La notizia è stata confermata da ambienti della comunità scientifica, è morto oggi all’età di 96 anni il fisico Antonino Zichichi: con la sua morte, la scienza italiana perde una delle sue figure più controverse. Fisico delle particelle e instancabile divulgatore, Zichichi ha attraversato decenni di ricerca scientifica lasciando contributi importanti ma anche accendendo dibattiti durissimi, spesso al centro dell’attenzione pubblica e di dibattiti per le sue posizioni non allineate con il pensiero della comunità scientifica.
Zichichi è stato noto non solo per il suo lavoro nei grandi laboratori internazionali, ma anche per una lunga battaglia contro ogni forma di superstizione, ad esempio la numerologia. In particolare, si è distinto per un’altra battaglia ancora: l’astrologia, che considerava una vera e propria “devastazione culturale” o meglio prendendo in prestito un monito di Enrico Fermi — “Fate sì che all’Hiroshima politico non segua un’Hiroshima culturale!” — lo scienziato ha definito queste credenze come una vera e propria “Hiroshima culturale”, espressione della perdita di rigore razionale nella società moderna.
Il suo credo cattolico dichiarato e la sua critica alla teoria darwiniana dell’evoluzione, ritenuta priva di una base matematica solida, hanno generato forti polemiche. Ancora più discussa è stata la sua posizione sul cambiamento climatico: Zichichi ha più volte messo in dubbio il legame tra attività umane e riscaldamento globale, sostenendo l’inaffidabilità dei modelli matematici utilizzati negli studi climatici. Tesi che lo hanno posto in contrasto con il consenso scientifico internazionale.
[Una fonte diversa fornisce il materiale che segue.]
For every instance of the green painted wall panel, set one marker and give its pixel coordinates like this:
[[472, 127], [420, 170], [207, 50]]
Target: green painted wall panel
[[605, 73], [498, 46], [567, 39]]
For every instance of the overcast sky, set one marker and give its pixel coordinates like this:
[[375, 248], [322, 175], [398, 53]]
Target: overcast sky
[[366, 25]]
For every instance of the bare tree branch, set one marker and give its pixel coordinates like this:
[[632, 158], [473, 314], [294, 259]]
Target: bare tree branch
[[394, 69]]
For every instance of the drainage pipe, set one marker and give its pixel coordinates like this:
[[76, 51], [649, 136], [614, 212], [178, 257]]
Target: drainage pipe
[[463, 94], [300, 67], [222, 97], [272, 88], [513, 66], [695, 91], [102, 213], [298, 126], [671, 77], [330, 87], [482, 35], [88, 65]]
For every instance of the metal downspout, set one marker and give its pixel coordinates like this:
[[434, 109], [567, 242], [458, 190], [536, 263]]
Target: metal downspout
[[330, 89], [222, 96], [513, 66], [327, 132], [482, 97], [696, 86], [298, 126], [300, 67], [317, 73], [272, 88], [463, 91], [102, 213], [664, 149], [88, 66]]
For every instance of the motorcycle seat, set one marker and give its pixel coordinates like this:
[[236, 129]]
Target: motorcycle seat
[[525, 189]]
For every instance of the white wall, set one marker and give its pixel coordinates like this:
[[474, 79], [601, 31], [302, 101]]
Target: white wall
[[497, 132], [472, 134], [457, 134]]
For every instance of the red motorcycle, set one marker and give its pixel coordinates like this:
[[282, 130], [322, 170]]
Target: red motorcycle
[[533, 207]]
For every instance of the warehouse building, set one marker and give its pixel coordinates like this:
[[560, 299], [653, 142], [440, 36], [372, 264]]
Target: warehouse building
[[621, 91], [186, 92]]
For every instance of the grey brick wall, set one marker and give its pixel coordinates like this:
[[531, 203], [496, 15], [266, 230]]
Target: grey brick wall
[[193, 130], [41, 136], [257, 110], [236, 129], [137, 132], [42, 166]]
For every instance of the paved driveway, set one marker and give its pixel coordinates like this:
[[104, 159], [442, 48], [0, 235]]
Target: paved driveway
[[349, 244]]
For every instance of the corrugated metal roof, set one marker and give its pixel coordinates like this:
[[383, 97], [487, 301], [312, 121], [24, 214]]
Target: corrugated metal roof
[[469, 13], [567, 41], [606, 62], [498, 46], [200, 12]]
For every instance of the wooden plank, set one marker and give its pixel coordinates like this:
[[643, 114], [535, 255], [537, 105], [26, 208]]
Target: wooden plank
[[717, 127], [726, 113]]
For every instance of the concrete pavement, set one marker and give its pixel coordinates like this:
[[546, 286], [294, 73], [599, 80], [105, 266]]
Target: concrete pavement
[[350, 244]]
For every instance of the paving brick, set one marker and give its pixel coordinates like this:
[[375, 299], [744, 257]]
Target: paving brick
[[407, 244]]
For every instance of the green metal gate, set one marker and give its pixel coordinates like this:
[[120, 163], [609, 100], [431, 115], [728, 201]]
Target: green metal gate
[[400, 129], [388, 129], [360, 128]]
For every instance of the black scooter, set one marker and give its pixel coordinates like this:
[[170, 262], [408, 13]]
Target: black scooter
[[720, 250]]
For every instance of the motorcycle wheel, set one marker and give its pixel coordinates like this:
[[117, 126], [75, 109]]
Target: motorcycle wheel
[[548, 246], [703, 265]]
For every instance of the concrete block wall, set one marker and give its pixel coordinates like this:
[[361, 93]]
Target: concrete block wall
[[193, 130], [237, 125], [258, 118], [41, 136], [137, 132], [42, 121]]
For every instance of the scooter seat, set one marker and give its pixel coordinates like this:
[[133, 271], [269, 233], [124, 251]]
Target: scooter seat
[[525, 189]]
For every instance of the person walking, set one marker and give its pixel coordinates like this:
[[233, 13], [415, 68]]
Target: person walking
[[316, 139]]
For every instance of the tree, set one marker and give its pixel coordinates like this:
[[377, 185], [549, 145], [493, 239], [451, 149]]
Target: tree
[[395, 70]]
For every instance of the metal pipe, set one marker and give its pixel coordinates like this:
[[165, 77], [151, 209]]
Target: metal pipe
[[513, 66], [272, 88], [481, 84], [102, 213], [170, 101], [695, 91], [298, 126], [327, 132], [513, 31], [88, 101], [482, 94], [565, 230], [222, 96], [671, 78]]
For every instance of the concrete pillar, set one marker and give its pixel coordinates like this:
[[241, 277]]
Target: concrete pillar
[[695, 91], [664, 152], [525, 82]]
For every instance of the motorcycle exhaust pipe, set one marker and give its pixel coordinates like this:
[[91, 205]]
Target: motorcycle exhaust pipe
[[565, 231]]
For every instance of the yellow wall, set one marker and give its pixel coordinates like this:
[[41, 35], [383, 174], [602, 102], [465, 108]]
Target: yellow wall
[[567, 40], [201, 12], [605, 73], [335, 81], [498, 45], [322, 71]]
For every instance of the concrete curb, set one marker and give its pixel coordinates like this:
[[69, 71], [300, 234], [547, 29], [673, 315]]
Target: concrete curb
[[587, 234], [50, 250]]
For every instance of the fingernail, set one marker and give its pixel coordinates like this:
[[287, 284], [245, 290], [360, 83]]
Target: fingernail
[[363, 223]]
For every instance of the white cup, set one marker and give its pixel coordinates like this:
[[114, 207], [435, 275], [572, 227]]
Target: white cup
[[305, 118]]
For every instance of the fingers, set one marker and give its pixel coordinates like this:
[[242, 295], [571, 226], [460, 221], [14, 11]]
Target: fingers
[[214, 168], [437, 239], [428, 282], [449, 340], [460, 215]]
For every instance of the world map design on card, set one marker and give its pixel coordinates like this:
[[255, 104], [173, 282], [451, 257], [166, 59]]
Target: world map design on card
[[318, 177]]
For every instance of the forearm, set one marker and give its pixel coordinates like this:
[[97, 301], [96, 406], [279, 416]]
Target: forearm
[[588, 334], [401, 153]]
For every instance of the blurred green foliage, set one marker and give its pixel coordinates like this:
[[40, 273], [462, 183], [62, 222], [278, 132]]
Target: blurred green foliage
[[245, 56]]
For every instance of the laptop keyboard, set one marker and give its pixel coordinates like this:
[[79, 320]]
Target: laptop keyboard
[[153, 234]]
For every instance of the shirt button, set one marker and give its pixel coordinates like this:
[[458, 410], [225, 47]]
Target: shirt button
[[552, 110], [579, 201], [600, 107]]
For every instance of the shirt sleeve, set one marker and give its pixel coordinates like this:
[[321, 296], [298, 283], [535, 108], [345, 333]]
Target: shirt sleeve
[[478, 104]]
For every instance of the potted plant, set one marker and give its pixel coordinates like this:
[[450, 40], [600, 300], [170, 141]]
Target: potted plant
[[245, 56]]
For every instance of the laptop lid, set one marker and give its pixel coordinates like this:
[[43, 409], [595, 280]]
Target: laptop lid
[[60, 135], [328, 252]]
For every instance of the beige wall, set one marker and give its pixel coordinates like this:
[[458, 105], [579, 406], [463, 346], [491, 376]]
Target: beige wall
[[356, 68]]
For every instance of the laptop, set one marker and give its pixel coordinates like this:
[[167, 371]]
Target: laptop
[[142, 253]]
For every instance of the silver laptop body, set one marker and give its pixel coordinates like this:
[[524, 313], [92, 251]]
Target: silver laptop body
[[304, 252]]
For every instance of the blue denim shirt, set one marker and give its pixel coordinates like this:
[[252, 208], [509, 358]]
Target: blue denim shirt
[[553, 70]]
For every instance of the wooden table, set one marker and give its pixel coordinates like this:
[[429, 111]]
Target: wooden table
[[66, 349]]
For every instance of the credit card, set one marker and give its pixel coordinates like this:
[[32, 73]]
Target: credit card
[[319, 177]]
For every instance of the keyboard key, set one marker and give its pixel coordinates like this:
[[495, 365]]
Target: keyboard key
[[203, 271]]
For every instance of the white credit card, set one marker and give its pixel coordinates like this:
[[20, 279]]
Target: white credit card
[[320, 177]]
Nel 1979 Zichichi fu protagonista di un incidente diplomatico internazionale legato all’elezione del nuovo direttore del Cern. Le pressioni esercitate dall’Italia a sostegno della sua candidatura provocarono una frattura con gli altri Paesi membri e portarono infine alla sua bocciatura, con l’elezione del fisico tedesco Herwig Schopper.
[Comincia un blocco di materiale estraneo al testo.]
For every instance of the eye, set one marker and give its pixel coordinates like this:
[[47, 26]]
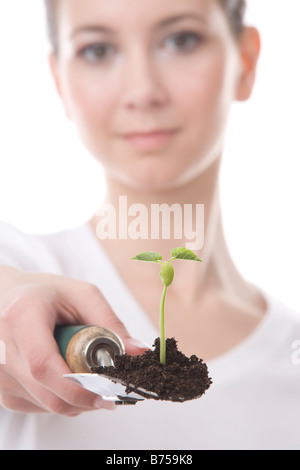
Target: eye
[[183, 41], [97, 52]]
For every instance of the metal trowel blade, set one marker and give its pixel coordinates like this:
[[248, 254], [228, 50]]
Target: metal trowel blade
[[108, 388]]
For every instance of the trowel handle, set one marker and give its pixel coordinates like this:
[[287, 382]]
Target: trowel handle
[[84, 346]]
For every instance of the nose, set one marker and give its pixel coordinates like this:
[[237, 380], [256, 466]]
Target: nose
[[143, 87]]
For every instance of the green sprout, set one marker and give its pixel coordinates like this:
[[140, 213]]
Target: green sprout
[[167, 276]]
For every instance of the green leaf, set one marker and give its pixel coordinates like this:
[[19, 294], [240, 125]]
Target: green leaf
[[184, 253], [151, 256]]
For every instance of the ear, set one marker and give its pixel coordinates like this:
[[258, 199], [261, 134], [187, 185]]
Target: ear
[[249, 47], [54, 68]]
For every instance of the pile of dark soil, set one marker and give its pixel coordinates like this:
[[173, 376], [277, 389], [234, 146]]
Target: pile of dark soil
[[181, 379]]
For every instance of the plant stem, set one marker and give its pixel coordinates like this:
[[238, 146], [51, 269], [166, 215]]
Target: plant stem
[[162, 327]]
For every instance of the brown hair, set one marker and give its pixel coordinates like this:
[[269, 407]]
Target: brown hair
[[234, 9]]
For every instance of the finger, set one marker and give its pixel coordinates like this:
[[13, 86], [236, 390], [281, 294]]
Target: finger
[[92, 308], [43, 366], [20, 405]]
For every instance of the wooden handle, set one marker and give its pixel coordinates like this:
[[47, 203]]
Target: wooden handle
[[78, 345]]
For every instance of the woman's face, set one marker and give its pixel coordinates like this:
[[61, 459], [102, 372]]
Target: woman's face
[[148, 84]]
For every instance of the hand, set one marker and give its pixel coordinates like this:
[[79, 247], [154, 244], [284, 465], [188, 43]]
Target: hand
[[31, 305]]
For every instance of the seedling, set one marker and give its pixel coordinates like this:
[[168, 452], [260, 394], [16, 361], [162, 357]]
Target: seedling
[[167, 276]]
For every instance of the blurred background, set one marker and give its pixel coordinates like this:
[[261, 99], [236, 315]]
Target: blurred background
[[48, 182]]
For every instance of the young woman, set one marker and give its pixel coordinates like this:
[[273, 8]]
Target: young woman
[[149, 85]]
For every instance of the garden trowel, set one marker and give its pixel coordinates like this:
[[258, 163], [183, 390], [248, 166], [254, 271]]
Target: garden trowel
[[84, 347]]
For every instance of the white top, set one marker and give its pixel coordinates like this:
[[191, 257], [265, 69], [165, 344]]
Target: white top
[[254, 402]]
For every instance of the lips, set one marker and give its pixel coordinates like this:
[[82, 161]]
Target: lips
[[151, 140]]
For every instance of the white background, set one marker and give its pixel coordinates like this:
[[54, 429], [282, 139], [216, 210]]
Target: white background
[[48, 182]]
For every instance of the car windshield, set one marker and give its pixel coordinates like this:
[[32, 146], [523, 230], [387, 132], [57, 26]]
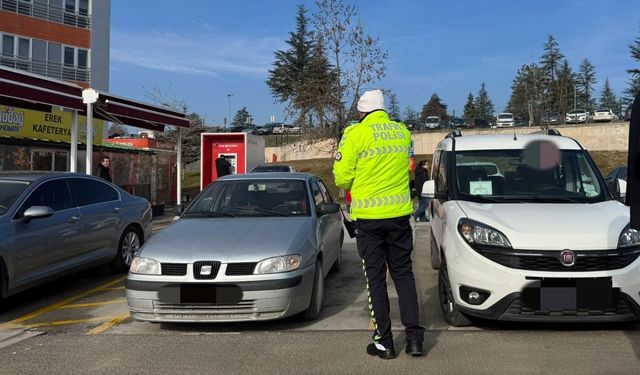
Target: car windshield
[[271, 168], [257, 197], [9, 192], [502, 176]]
I contributi, i ruoli istituzionali e i progetti
Il suo impegno sul territorio, lo ha portato nel 1963 a fondare il Centro di Cultura Scientifica Ettore Majorana a Erice, in Sicilia, diventato un punto di riferimento internazionale per incontri e coordina oggi 123 scuole post-universitarie. Ha lavorato presso il Fermilab di Chicago e al Cern di Ginevra, dove nel 1965 ha diretto il gruppo che osservò per la prima volta l’antideutone, una particella di antimateria composta da un antiprotone e un antineutrone. In Italia ha guidato il gruppo dell’Università di Bologna, dove era professore emerito, partecipando ai primi esperimenti sulle collisioni tra materia e antimateria presso i Laboratori Nazionali di Frascati.
Tra il 1977 e il 1982 Antonino Zichichi è stato presidente dell’Istituto Nazionale di Fisica Nucleare, mentre nel 1978 è stato eletto presidente della Società Europea di Fisica. È stato inoltre tra i principali promotori dei Laboratori Nazionali del Gran Sasso, uno dei più importanti centri di ricerca sotterranei al mondo, la cui costruzione ebbe inizio nel 1980. Nel 1986 ha fondato il World Lab, insieme al fisico Isidor Isaac Rabi, con l’obiettivo di sostenere la ricerca scientifica nei Paesi in via di sviluppo.